With Australians being banned from travelling to Mozambique on account of a spate of kidnappings, I have had to look further afield for my ocean fix. Last weekend my eyes settled on St Lucia, a little town on SA’s eastern coast. St Lucia is the gateway to the iSimangaliso Wetland Park, a UNESCO world heritage site that protects five distinct ecosystems (everything from offshore reefs to lakes, wetlands, woodlands and coastal forests) across 200 kilometres and 328,000 hectares. What St Lucia is probably best known for, however, is the occasional jaunt by local hippos down its main street.
Despite the forecast of non-stop rain and freak hippo attacks, I found two friends to join me for the weekend getaway. Helene and Liz proved wonderful companions, full of insightful conversation, French instruction, and bound by our barren spinsterhood (That’s BS for short). The first night was spent in typical beachside fashion: indulging in seafood and wine.
We awoke to cloud cover and drizzle the following morning, but it was not enough to dampen our desire to explore iSimilangiso, so off we headed. What we found was that the cloud cover and drizzle actually accentuated the colours of the flora and fauna, making it even more extraordinary than I anticipated. As we drove through the different ecosystems, up to lookouts, and to the coastal Mission Rocks, I started noticing majestic birds, hair-thin flowers, bright red millipedes and camouflaged marine life that I had never paid attention to before. They far outshone the more giant spectacles of rhinos, warthogs and antelopes.

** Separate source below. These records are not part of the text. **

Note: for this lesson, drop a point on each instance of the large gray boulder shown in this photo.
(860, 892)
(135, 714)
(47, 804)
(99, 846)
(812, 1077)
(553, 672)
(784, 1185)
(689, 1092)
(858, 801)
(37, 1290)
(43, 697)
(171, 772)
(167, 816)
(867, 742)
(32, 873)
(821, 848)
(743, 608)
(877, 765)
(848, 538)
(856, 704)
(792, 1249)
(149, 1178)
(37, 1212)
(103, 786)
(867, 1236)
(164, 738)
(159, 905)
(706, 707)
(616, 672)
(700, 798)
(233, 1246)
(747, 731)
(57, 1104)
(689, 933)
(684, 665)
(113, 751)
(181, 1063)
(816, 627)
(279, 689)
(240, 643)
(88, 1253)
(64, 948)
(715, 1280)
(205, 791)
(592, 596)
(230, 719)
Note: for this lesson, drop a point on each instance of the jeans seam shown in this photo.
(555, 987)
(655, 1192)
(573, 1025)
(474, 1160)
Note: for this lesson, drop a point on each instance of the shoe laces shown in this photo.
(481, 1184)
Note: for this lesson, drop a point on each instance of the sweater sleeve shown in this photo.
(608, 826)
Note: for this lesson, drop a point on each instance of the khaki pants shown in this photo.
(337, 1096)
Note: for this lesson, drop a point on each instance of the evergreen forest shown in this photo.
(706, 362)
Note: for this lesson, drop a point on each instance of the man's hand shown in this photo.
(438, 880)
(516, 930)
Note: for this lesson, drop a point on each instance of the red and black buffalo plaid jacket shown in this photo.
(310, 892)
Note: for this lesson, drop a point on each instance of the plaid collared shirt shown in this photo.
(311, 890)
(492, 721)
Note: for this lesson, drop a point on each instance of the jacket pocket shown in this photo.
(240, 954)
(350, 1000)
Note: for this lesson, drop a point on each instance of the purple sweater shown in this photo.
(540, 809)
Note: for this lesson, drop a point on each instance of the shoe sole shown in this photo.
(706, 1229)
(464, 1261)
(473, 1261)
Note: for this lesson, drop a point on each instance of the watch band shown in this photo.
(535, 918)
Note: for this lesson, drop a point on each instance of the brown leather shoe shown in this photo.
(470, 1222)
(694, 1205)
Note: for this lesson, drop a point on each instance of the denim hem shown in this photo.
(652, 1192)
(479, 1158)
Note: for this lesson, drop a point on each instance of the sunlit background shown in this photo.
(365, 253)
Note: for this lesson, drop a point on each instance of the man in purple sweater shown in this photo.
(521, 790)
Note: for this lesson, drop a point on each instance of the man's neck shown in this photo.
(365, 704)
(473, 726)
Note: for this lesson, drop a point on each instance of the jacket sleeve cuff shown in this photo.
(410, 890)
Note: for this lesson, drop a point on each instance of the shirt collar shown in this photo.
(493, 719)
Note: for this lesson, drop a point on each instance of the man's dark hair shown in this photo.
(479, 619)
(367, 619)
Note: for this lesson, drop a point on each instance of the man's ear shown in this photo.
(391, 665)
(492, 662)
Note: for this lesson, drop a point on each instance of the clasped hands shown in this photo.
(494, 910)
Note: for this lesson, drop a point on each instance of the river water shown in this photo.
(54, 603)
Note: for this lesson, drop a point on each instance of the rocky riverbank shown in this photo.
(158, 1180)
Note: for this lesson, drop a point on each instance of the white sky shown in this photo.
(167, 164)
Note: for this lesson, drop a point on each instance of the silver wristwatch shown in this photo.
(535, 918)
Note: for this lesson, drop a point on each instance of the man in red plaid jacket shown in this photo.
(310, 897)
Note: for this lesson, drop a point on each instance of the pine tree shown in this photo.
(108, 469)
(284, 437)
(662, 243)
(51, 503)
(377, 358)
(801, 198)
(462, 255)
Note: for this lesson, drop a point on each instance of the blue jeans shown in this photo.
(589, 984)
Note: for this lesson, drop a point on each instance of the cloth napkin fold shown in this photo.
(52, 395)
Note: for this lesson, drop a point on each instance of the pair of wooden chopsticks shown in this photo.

Our turnaround point was Cape Vidal, the most popular beach in the park, where we stopped to relax for the afternoon and enjoy a picnic lunch. It was a lovely idea, until the monkeys decided to snatch some of our delicious olive ciabatta. The story of what happened next differs depending on who you ask: either Isabel immediately leapt up to gallantly fight the monkeys off with her bare hands, or she was too busy sipping wine to even notice that the monkeys had charged through. I’ll let you decide which is correct.
After leaving the wetlands, we spent the final hour of sunlight making our way to the beach along a boardwalk built over a muddy swamp. It was here that the curiosity of St Lucia really hit me. Thanks to the town’s most informative signage, there appears to be not a path nor picnic site where one should not fear for their life. If it isn’t buffalos, elephants, rhinos or big cats that threaten you, it’s crocodiles, hippos and sharks. I found the sign telling us not to feed the crocodiles particularly helpful, until I realised that its placement there was probably necessitated by someone trying to feed the crocodiles. Natural selection fascinates me.
The next day, we had a few hours to spare before having to the hit the road back to Swaziland, so Liz and I decided to take a boat cruise along the lake for some hippo spotting. The boat got us very close to two big breeding pods just chilling out. Seeing them bobbing there, nestled into one another, with the littl’uns playfully attacking each other in the background, it is exceedingly difficult to picture how these 1.5 tonne rotund beasts could possibly have the inclination or dexterity to charge you at 40km/hr. Alas, I decided not to test it out (thanks to that signage!), so we finished our cruise and did some chilling of our own at a quaint coffee shop / gym before returning to the safe surrounds of Swaziland.